Au milieu de la Grande Dépression, l’économiste américain Irving Fisher a averti des dangers d’une dette excessive et des tensions déflationnistes qui s’ensuivent. Selon lui, la dette et la déflation étaient les mauvais grands acteurs. Aujourd’hui, leurs parents proches, à savoir une dette trop élevée et une inflation trop faible, sont encore à l’œuvre, au moins pour les pays avancés.


Jusqu’à présent, cependant, un tableau complet de la dette mondiale faisait défaut. Pour la première fois, l’édition d’octobre 2016 du Moniteur des finances publiques a chiffré le volume de la dette pour pratiquement le monde entier. Et ce tableau n’est pas beau à voir. La dette mondiale atteint un record de 152 000 milliards de dollars, soit 225 % du PIB mondial (graphique 1). Près de 100 000 milliards de dollars, soit environ deux tiers, sont des engagements de sociétés non financières et de ménages, c’est-à-dire des dettes privées. Le reste, c’est de la dette publique.

Comme Fisher l’avait dit, cette dette élevée représente un obstacle majeur pour la reprise de l’économie mondiale, qui accentue le risque de tomber dans une spirale dette-déflation. Mais les niveaux d’endettement ne sont pas les mêmes partout, et les risques non plus. Les tendances sont très diverses :

    ● Premièrement, le désendettement dans les pays avancés est inégal, et les ratios de la dette privée continuent d’augmenter dans la plupart des pays de ce groupe (graphique 2, bâton bleu). Par ailleurs, la dette publique a augmenté, en partie à cause du déplacement des créances douteuses du secteur privé sur les bilans du secteur public.

    ● Deuxièmement, le bas niveau des taux d’intérêt a entraîné une envolée de la dette des sociétés non financières dans un petit nombre de pays émergents d’importance systémique, notamment la Chine (graphique 2, bâton rouge). Comme la détérioration rapide des bilans publics dans beaucoup de pays avancés a été précédée aussi d’une envolée similaire, la hausse plus récente de la dette dans les pays émergents sème le doute quant à la santé fondamentale des positions budgétaires.

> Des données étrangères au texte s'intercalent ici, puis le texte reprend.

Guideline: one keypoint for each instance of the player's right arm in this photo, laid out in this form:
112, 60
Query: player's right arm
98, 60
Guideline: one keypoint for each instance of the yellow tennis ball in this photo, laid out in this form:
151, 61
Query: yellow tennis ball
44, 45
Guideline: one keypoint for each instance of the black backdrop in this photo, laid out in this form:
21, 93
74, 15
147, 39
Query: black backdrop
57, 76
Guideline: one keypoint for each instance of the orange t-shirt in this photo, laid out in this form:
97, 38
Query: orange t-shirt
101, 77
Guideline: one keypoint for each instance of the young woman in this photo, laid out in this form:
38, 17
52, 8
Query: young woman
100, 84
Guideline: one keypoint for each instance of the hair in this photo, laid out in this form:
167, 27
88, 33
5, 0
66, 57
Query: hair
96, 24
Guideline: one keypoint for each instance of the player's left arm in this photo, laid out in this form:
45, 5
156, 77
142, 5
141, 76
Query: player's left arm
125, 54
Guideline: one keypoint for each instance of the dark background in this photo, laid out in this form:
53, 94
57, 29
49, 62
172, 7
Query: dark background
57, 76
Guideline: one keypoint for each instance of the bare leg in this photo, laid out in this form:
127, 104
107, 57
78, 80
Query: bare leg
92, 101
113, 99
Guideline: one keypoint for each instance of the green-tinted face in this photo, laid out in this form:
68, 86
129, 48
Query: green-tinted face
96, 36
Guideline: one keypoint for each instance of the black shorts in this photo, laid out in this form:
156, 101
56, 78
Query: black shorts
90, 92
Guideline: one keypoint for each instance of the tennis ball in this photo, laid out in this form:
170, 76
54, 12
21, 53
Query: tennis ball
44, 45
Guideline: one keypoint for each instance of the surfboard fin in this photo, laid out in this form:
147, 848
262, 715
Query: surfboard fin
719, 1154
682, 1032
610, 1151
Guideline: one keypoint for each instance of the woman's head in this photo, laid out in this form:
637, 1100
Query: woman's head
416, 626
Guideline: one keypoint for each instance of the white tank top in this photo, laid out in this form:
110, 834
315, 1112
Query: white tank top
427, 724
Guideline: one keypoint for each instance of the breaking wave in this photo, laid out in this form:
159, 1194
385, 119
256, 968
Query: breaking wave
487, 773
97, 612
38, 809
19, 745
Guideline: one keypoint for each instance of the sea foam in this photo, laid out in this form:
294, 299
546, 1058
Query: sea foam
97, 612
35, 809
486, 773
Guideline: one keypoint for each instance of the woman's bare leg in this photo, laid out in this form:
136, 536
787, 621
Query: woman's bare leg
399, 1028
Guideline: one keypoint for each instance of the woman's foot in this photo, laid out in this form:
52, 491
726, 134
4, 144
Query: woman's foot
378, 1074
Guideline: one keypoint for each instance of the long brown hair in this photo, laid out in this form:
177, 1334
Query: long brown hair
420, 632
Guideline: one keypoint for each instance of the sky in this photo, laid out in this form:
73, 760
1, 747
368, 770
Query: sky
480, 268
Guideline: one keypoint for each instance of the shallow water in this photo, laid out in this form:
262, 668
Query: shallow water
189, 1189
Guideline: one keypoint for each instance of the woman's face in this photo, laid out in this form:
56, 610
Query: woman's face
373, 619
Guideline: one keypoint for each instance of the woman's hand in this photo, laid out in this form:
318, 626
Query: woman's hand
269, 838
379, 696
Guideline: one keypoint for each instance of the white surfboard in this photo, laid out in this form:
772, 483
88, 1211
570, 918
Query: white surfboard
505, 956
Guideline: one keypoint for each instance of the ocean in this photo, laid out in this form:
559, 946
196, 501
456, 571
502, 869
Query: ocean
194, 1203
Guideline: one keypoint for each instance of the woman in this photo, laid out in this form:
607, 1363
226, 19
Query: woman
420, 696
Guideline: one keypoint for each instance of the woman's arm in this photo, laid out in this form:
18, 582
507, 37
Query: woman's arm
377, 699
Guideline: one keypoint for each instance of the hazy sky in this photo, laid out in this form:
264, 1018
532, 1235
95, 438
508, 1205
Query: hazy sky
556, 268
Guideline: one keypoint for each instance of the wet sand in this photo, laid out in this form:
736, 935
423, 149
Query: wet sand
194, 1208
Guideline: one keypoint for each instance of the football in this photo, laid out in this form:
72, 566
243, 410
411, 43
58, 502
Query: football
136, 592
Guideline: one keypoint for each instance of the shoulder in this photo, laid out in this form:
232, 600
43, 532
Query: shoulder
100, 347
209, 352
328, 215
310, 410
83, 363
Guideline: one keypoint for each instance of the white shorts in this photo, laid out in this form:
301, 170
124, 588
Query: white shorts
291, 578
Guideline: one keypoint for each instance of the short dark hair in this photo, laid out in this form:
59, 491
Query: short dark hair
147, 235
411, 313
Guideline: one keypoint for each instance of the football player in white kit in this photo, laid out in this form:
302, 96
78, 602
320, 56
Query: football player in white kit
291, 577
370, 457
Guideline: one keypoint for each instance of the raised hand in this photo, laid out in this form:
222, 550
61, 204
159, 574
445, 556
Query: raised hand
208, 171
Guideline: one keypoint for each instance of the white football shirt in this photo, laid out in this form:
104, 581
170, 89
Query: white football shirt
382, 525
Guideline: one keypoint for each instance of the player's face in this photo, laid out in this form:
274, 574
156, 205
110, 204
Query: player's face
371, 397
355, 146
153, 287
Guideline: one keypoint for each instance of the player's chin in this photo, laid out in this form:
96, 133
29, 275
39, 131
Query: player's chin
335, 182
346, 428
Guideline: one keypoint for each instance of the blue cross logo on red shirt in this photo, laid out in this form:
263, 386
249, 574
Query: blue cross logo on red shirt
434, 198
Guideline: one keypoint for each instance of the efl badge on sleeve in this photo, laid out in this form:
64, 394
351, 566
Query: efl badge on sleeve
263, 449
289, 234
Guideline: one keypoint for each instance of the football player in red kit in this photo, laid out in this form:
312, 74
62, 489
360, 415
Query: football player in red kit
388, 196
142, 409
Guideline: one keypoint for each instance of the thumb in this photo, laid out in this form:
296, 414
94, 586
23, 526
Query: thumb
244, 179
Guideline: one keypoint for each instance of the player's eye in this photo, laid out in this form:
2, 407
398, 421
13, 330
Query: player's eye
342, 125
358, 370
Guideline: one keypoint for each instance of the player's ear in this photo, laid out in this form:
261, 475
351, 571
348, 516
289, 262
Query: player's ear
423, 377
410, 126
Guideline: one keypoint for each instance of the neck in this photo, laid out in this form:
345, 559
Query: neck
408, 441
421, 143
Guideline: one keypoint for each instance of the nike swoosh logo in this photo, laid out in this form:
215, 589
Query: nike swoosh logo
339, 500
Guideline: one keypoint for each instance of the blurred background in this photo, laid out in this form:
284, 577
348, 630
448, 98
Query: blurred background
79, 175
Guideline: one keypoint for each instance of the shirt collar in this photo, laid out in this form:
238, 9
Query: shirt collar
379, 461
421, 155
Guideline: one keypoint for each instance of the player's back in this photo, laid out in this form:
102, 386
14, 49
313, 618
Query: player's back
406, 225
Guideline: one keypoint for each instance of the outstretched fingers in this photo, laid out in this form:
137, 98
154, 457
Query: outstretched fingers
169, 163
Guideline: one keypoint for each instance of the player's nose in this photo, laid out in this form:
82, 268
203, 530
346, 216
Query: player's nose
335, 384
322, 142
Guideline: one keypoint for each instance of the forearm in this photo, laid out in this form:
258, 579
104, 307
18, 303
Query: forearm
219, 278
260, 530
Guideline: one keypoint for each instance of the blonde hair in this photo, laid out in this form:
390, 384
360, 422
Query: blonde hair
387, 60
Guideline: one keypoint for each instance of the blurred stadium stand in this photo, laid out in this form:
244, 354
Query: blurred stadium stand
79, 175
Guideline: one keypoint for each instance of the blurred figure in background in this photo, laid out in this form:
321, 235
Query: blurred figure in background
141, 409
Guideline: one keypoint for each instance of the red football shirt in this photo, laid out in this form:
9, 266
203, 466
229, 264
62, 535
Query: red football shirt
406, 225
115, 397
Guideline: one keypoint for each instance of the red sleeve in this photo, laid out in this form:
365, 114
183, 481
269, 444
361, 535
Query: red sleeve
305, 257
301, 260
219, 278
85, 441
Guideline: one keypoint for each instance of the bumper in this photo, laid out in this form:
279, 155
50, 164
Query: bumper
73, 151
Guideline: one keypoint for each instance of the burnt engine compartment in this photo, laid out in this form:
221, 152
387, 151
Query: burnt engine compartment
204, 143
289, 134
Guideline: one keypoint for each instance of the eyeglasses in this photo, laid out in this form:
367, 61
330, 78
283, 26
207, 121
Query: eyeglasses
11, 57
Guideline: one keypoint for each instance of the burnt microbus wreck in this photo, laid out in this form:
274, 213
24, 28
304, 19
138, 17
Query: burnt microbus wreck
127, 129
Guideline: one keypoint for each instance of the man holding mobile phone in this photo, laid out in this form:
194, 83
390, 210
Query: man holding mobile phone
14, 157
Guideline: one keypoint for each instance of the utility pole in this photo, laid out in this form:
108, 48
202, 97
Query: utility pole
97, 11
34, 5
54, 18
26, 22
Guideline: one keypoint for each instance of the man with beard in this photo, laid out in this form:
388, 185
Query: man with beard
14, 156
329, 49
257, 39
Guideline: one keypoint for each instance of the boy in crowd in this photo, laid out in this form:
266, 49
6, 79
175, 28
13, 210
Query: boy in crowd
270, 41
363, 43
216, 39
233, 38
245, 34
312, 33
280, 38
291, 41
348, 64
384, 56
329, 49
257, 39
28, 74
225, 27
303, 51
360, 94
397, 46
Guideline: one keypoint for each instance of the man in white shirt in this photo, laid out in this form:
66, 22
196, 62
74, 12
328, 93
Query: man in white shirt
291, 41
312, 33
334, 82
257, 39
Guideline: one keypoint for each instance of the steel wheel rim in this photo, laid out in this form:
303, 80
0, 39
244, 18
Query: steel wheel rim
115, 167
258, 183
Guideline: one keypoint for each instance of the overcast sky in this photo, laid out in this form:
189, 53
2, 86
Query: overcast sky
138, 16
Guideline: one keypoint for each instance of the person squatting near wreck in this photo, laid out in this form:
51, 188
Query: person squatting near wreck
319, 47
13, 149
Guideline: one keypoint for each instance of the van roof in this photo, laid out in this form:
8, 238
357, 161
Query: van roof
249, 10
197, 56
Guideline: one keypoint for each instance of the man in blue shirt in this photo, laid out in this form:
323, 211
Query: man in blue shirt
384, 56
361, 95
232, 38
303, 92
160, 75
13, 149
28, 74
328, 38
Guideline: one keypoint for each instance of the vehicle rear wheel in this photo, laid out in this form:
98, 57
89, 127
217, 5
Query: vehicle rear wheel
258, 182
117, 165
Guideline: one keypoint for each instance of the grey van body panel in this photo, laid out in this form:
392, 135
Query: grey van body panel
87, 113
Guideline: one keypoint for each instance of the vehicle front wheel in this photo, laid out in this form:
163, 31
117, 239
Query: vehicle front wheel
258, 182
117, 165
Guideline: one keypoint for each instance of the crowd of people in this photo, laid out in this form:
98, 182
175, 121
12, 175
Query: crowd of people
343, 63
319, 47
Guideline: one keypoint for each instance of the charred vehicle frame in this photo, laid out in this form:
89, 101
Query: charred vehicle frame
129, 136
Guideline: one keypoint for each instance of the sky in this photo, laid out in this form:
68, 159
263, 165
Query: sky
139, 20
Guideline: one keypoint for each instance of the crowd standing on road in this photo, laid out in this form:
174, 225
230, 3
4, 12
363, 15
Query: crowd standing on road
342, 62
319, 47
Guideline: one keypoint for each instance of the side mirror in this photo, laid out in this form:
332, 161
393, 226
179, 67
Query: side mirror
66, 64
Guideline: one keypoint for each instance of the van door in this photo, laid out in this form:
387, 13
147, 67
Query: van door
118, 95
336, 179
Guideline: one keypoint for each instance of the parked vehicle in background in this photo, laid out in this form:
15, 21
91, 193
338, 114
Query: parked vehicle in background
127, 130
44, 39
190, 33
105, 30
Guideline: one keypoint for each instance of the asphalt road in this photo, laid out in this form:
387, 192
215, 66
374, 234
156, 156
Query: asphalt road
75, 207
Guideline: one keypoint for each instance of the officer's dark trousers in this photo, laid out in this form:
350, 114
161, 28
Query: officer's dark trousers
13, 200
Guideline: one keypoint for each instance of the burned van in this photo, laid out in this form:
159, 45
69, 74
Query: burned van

    ● Troisièmement, la dette privée et publique a augmenté dans les pays à faible revenu en raison du développement, sur le plan de la taille et de la liquidité, de leurs marchés financiers, ainsi que d’un meilleur accès aux marchés, mais les ratios d’endettement restent généralement faibles dans ces pays. Les progrès de la microfinance et de la banque mobile ont contribué aussi à l’inclusion financière. À condition que les dettes restent viables, le développement financier est une bonne chose et devrait être considéré comme faisant partie intégrante d’une croissance dont les fruits sont bien partagés.

Un entracte réaliste

Le problème d’une dette privée excessive va au-delà du risque qu’elle puisse se transformer en dette publique. Une dette privée excessive est liée à des crises financières. Par ailleurs, les récessions financières sont plus longues et plus profondes que les récessions normales. Elles entraînent des pertes de production plus prononcées et provoquent davantage de pertes d’emplois. Avec, en fin de compte, un lien avec la dette et les déficits publics.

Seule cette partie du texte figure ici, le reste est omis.